A recent article in Indian Link by Matt Kean (the Member for Hornsby) argues that section 18C of the Racial Discrimination Act should not be repealed despite concerns over its suppression of Australians’ freedom of political communication. That section makes it unlawful to “offend, insult, humiliate or intimidate another person or a group of people” where “the act is done because of the race, colour or national or ethnic origin of the other person or of some or all of the people in the group”.
In defending section 18C, Kean claims that freedom of speech is not absolute, citing as an example the law against defamation which places limits on the ability to make false statements.
Kean thinks that liberal democracy will operate just fine with section 18C continuing to remain in effect: “As a society, we recognise that these restrictions do not hurt our democracy or way of life. Indeed, we understand that they are necessary to maintain it. And laws against hate speech are no less necessary, because racism and bigotry tear at the heart of our social fabric”.
Although Kean writes in a general way about how section 18C will supposedly maintain a freedom-loving society (albeit free of outward racism), he omits any reference to the actual operation of the provision and how critics have shown it has suppressed reasonable public discourse. Besides, his example of defamation laws is exactly the opposite of the truth: defamation laws are probably a greater restriction on legitimate speech than 18C.
In theory it sounds nice to pass a law against racist speech. But what is racism anyway? Racism is more than just making politically incorrect comments that are potentially offensive to some ethnic groups keen to avoid criticism. It should require something more – for example, physically excluding someone from public property or firing a public employee due to race.
Yet section 18C has been used to suppress merely controversial comments rather than explicit racism involving exclusion from public property. One of the best examples of how section 18C has been abused is the Andrew Bolt case which was a classic instance of the Racial Discrimination Act being used to suppress legitimate opinions. Bolt wrote a controversial column criticising the idea that aboriginal people should receive special treatment that other Australians don’t receive. He made a fair point since the rule of law requires everyone to be treated the same.

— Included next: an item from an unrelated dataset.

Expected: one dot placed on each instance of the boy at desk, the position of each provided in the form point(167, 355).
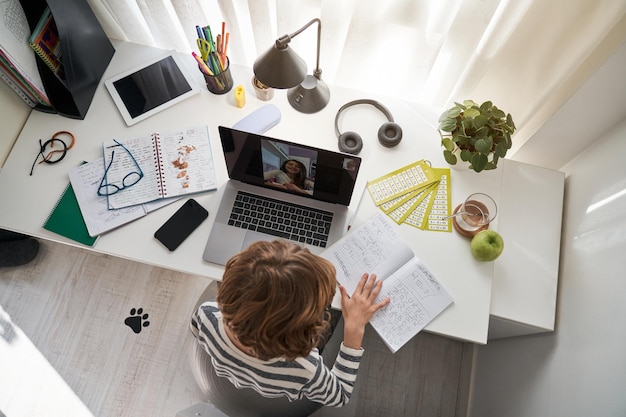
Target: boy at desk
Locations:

Bolt says he’s not a racist. He didn’t display outward signs of racism that would have justified him being associated with bigotry. All he did was his job: as a newspaper columnist, it’s his job to provoke thought. So why was Bolt found liable under section 18C?
Defamation laws are even worse. The idea that defamation laws are a good idea is an unthinking response that assumes the status quo is just. Look into it and the only reasonable conclusion is that defamation laws are frequently used by the rich and powerful to silence their less well funded and legally astute opponents. Brian Martin of the University of Wollongong has shown how defamation laws have been used to protect corrupt politicians.
Defamation laws and hate speech laws are founded on the wrong assumption that you own what other people think about you. As Murray Rothbard explains in The Ethics of Liberty however, in a free society everyone owns themselves and nobody should have the power to become the ‘thought-police’. “We can, of course, readily concede the gross immorality of spreading false libels about another person”, he explains. “But we must, nevertheless, maintain the legal right of anyone to do so.”
Certainly, there are exceptions. You can’t be a racist if that racism includes planning acts of violence against ethnic groups (as did the Ku Klux Clan in the United States). But that’s already covered by existing criminal laws and doesn’t require the superfluous civil liability of 18C.
All who purport to favour free speech would do well to pay attention to the American founding fathers that specifically included a constitutional guarantee of free speech in their Constitution to prevent do-gooders deciding what’s acceptable when discussing social issues. Unfortunately in Australia we don’t have as strong a constitutional protection of free speech and so one can’t criticize our rulers or other residents easily, as evidenced by the fact that several politicians and judges have brought suit for defamation.
The best way to suppress ill-considered views is to argue against them in public forums, and to have privately funded bodies set up to fact-check claims. Bigots should be shunned from the popular social groups and non-violent measures such as boycotting their products should be taken to send them a message that their views are unacceptable.
Stopping racism and bigotry does not need 18C. There are many other ways to combat these evils without giving judges and politicians even more power than they already have.
A different version of this article appeared in Indian Link newspaper (August 6, 2014).